Technology has always driven massive changes in the business of television. The movement from the Broadcast era to the Pay TV era was powered by the new technologies of cable and satellite. And the engine of the next major shift — from cable to OTT (over the top) — is powered by broadband video technology.

@EdKwedar: The Cloud Network Era | @CloudExpo #Cloud #DigitalTransformation | @ThingsExpo

Technology has always driven massive changes in the business of television. The movement from the Broadcast era to the Pay TV era was powered by the new technologies of cable and satellite. And the engine of the next major shift — from cable to OTT (over the top) — is powered by broadband video technology.

For the first ten years of the consumer web — circa 1994 to 2004 — internet video quality was laughable. Those of us who predicted that the Net would disrupt television were laughed at. How could a video the size of a postage stamp compete with ESPN? We queued up tiny videos to buffer on our desktops and waited, and waited for a 15-frame-per-second video that usually sputtered and died. As recently as 2006, video made up just 12% of internet traffic.

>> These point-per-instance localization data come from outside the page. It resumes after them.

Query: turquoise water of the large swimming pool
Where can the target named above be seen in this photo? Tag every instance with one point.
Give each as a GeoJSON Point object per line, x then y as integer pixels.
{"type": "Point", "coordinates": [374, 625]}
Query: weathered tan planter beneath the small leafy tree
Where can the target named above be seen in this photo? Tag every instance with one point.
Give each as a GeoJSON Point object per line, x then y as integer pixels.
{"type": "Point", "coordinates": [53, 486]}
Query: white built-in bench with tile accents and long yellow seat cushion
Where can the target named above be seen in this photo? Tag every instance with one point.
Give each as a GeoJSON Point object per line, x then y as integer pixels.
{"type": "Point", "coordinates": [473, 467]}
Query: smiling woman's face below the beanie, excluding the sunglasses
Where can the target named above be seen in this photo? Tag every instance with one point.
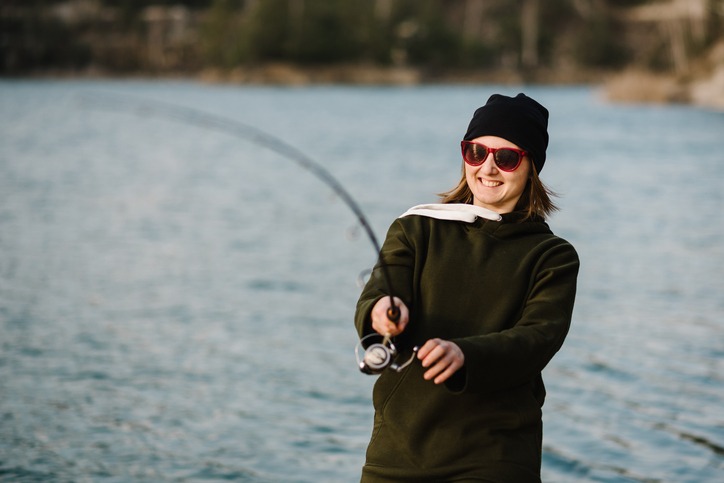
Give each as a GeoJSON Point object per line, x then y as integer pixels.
{"type": "Point", "coordinates": [494, 188]}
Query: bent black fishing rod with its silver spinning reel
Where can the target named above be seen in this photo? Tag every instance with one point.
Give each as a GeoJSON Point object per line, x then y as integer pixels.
{"type": "Point", "coordinates": [378, 356]}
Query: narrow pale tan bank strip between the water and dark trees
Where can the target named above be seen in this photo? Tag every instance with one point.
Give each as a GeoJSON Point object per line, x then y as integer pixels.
{"type": "Point", "coordinates": [627, 86]}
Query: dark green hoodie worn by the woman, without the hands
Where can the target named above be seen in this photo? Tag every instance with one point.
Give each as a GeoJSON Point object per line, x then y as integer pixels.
{"type": "Point", "coordinates": [503, 291]}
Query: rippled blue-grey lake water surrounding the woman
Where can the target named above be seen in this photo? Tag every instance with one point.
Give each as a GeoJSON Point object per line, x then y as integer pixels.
{"type": "Point", "coordinates": [176, 302]}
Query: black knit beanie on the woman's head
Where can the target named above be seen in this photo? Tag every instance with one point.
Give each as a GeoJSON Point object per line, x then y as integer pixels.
{"type": "Point", "coordinates": [520, 119]}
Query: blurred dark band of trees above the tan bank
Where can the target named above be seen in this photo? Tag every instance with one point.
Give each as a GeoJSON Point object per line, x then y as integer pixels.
{"type": "Point", "coordinates": [433, 35]}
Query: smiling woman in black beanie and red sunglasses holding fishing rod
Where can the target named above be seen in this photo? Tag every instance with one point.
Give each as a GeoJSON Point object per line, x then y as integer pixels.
{"type": "Point", "coordinates": [486, 291]}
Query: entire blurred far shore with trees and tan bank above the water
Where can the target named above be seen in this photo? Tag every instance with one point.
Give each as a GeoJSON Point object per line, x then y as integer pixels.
{"type": "Point", "coordinates": [648, 51]}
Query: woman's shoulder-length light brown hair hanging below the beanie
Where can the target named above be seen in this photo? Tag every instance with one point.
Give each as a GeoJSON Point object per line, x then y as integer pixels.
{"type": "Point", "coordinates": [535, 202]}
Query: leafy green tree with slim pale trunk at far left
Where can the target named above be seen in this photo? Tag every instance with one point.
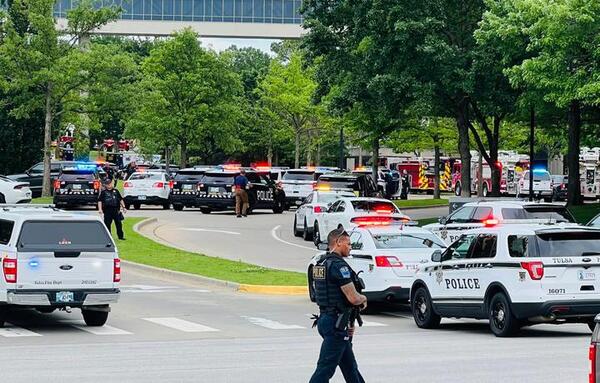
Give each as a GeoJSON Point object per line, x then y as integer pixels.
{"type": "Point", "coordinates": [44, 66]}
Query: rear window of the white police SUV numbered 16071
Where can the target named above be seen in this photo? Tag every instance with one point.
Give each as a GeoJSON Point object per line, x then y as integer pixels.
{"type": "Point", "coordinates": [569, 244]}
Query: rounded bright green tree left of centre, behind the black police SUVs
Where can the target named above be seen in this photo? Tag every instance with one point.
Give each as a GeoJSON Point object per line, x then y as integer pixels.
{"type": "Point", "coordinates": [188, 97]}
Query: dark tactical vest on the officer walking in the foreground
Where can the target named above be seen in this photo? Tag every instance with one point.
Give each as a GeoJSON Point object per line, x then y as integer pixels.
{"type": "Point", "coordinates": [328, 295]}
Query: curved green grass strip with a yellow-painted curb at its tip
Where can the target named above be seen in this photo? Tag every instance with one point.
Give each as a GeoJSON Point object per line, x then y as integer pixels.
{"type": "Point", "coordinates": [137, 248]}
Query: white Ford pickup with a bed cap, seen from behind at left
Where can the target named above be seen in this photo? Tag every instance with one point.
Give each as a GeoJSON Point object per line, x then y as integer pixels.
{"type": "Point", "coordinates": [53, 260]}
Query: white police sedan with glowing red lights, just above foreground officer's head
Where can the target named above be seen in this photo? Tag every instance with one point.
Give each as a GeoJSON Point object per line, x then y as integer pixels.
{"type": "Point", "coordinates": [352, 211]}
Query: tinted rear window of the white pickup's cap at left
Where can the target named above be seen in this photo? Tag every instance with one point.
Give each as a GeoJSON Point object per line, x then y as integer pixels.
{"type": "Point", "coordinates": [64, 236]}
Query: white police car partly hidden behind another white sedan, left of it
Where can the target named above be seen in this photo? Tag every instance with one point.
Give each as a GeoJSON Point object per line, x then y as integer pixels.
{"type": "Point", "coordinates": [316, 203]}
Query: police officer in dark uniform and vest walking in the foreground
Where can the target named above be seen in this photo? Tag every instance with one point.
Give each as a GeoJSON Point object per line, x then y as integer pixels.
{"type": "Point", "coordinates": [336, 293]}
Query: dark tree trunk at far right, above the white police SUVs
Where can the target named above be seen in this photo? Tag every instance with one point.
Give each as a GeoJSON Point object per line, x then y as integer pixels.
{"type": "Point", "coordinates": [574, 186]}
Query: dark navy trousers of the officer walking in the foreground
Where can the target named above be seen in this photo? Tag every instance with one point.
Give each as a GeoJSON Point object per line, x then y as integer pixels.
{"type": "Point", "coordinates": [336, 350]}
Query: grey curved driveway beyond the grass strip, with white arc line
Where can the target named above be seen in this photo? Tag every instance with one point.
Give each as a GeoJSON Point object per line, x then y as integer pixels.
{"type": "Point", "coordinates": [263, 238]}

By 2010, video was the largest category of internet traffic. It now accounts for roughly 70% of internet traffic. Now, broadband video quality meets, and in many cases exceeds, “broadcast quality” as defined by traditional MVPDs (multichannel video programming distributors). According to a study by Cisco, video’s portion on American bandwidth will hit 90% by 2020.

This shift is the biggest change to television in a generation. A recent Nielsen study shows that Americans 18-34 years old spend roughly 30 hours a week on smartphones, tablets, and other digital devices, with video occupying the vast majority of that time.

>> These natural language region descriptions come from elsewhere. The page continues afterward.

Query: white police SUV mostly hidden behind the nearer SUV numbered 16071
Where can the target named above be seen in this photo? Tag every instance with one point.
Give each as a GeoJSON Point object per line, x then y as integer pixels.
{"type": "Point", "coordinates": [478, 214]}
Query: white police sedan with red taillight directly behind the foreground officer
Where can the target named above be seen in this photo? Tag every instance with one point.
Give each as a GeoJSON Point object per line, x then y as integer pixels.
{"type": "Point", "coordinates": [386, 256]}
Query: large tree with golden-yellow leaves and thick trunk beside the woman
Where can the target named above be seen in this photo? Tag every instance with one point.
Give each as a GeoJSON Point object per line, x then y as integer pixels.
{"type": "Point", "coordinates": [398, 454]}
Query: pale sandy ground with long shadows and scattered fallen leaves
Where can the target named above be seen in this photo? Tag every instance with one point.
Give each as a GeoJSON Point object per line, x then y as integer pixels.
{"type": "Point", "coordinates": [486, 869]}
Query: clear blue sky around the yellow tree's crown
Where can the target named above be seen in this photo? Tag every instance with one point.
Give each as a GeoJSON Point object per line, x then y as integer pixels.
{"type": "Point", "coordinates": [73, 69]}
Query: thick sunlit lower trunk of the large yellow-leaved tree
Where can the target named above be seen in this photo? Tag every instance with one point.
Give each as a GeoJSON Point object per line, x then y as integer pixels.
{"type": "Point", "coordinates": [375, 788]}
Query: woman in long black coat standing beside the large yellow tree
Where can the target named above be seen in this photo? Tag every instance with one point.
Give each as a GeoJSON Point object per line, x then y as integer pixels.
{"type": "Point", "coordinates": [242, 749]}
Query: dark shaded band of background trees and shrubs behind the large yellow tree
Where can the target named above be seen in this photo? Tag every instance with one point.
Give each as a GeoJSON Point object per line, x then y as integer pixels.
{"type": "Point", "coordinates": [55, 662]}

What of the ever-better, ever-cheaper large-screen displays? For a generation that prefers mobile and laptop, that matters less and less. It’s long been reported that Netflix can take up almost half of US bandwidth at peak hours. Sandvine, for example, reports that Netflix accounts for over 35% of web traffic in North America, followed by YouTube at 17.5% and Amazon Video at 4.3%. On average, Netflix customers consume 125 million hours a day. And on a big day (such as January 8, 2017), single-day viewership hours have approached 250 million.

Sandvine’s study concluded that viewers consume over 800,000 minutes of internet video per second each day.

This increase in quality is powering a new generation of solutions. It has allowed Roku to garner 18% of US homes, Amazon’s Fire TV to grab 12%, Google’s Chromecast to get 8%, and Apple TV to grow to 5% (according to ComScore’s 2017 Cross-Platform Future in Focus study). And according to Nielsen, 56% of US homes now have an SVOD (subscription video on demand) subscription — more than have DVRs.

And OTT revenue is growing. In 2014, about 50% of viewers paid $9 or more for an SVOD service. According to TiVo, that’s grown to over 65%.

The rise of OTT has been powered by the intersection of several trends:

Netflix now has 50 million US customers (2x that of Comcast), and 93 million subscribers worldwide. Its $60 billion dollar market cap will allow it to spend $6 billion on original content and acquisitions this year — twice as much as HBO and five times more than Showtime — with a $1 billion marketing budget and $1 billion tech budget as well. Welcome to the new age of television.